The State House in Augusta. Credit: Robert F. Bukaty | AP

After dealing with 42 vetoes from Gov. Paul LePage last week, lawmakers turned their attention to resolving a fight they shouldn’t even be having. Because of a drafting error, funding for the state’s Clean Elections system remains in limbo.

Lawmakers last year approved $3 million in funding for Maine’s Clean Election program as part of the state’s budget. A mistake in drafting the budget, however, has left the Maine Commission on Governmental Ethics and Election Practices unable to distribute the funds to candidates and campaigns.

Rather than fixing the drafting error, Republican lawmakers in the Maine House of Representatives have been using the situation to attempt to rewrite Maine’s Clean Elections law, because they don’t like it.

Last Monday, two different proposals were presented to fix the error so the public campaign financing system could function again. Both proposals, one from Democrats and one from Republicans, would have dramatically cut funding for the Clean Election program and would have capped the amount candidates are eligible to receive. Both were rejected by House Republicans.

It doesn’t matter whether lawmakers like or dislike public financing of campaigns. A system to offer public funding to qualified candidates was passed by Maine voters in 1996. It was reaffirmed in 2015. It is the law.

To use an error to deprive candidates of funds they are counting on to finance their campaigns for the Legislature and Blaine House is unconscionable. If Republican lawmakers find the public funding system so egregious, they should work to have it repealed by Maine voters. That would be an honest way to show their displeasure.

Rep. Jeff Timberlake, R-Turner, said he was aware of the drafting error last year but didn’t say anything because Republicans don’t support public funding of political campaigns and they wanted “another whack at it.”

This is a cynical rebuff of the thousands of Maine residents who voted for the funding system, those Mainers who have donated $5 to candidates to help them qualify for Clean Election support and the more than 100 candidates who are using the system to run for office this year.

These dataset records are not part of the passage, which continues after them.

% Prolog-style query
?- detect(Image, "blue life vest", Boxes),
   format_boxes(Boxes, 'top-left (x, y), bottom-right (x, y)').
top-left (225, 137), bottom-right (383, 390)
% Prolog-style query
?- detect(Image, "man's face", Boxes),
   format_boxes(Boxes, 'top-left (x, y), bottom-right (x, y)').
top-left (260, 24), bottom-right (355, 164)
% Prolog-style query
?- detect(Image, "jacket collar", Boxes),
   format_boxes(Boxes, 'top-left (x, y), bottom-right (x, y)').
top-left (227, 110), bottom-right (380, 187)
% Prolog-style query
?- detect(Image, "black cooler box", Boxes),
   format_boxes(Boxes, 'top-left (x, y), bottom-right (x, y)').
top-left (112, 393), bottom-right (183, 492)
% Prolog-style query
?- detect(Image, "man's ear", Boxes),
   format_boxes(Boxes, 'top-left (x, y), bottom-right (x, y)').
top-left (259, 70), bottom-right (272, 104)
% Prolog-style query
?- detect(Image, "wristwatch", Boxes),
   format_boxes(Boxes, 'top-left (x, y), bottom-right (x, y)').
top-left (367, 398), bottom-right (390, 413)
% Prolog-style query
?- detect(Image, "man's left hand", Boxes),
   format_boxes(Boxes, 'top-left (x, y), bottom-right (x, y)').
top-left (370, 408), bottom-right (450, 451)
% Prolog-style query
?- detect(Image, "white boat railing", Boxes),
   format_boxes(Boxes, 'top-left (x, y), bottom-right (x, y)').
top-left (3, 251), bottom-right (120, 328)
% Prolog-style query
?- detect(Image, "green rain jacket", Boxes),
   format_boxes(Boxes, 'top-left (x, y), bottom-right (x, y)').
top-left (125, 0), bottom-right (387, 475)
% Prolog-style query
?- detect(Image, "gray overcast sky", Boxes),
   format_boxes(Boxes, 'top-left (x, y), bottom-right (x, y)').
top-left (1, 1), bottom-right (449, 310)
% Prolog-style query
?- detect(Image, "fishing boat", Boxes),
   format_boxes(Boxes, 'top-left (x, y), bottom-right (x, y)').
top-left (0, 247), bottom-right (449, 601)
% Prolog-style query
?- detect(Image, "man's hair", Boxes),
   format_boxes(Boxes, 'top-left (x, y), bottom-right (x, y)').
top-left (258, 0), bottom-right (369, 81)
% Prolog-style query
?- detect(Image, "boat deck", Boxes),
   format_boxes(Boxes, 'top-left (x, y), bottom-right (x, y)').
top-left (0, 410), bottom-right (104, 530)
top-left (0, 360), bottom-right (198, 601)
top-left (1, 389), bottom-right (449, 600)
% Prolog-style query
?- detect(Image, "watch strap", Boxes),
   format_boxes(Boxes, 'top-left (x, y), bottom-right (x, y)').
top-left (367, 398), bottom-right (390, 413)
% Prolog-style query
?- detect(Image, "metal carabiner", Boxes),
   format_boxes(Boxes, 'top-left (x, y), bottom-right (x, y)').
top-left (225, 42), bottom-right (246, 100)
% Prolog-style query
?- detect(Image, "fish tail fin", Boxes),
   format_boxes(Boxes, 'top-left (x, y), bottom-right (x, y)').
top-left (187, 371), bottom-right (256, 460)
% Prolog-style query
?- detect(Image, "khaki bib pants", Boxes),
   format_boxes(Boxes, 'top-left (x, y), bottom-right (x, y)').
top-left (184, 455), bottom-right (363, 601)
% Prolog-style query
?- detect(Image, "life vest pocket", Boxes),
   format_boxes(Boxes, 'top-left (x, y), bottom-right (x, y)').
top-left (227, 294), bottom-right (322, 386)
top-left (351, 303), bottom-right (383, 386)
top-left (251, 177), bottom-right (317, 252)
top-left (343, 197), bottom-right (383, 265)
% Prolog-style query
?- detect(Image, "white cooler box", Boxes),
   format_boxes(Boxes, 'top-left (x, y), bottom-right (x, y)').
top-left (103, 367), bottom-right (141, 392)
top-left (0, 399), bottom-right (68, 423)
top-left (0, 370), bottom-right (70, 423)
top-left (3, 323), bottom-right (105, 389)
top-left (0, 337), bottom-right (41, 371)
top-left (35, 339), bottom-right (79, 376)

Clean election funding wasn’t always a partisan issue. At peak GOP participation, in 2010, 74 percent of Republican candidates for the Maine Legislature used the public financing system; 88 percent of Democratic candidates ran using public funding that year.

In 2016, only 47 percent of Republican candidates used clean election funding while 80 percent of Democrats did.

Without a resolution to the current problem, funding for more than 100 Maine candidates remains in limbo. Because the Clean Election program technically has money, these candidates can’t be freed up to collect private donations. Instead, they are stuck with no way to pay for campaign expenses. This is especially harmful for first-time candidates.

At the same time, incumbent state legislators who are seeking re-election in November cannot raise money from lobbyists or political action committees as long as the Legislature remains in session.

Lawmakers have another chance for a simple fix to the Clean Election system when they are scheduled to meet again during the week of July 23.

They should take this second chance to do the right thing and respect the law.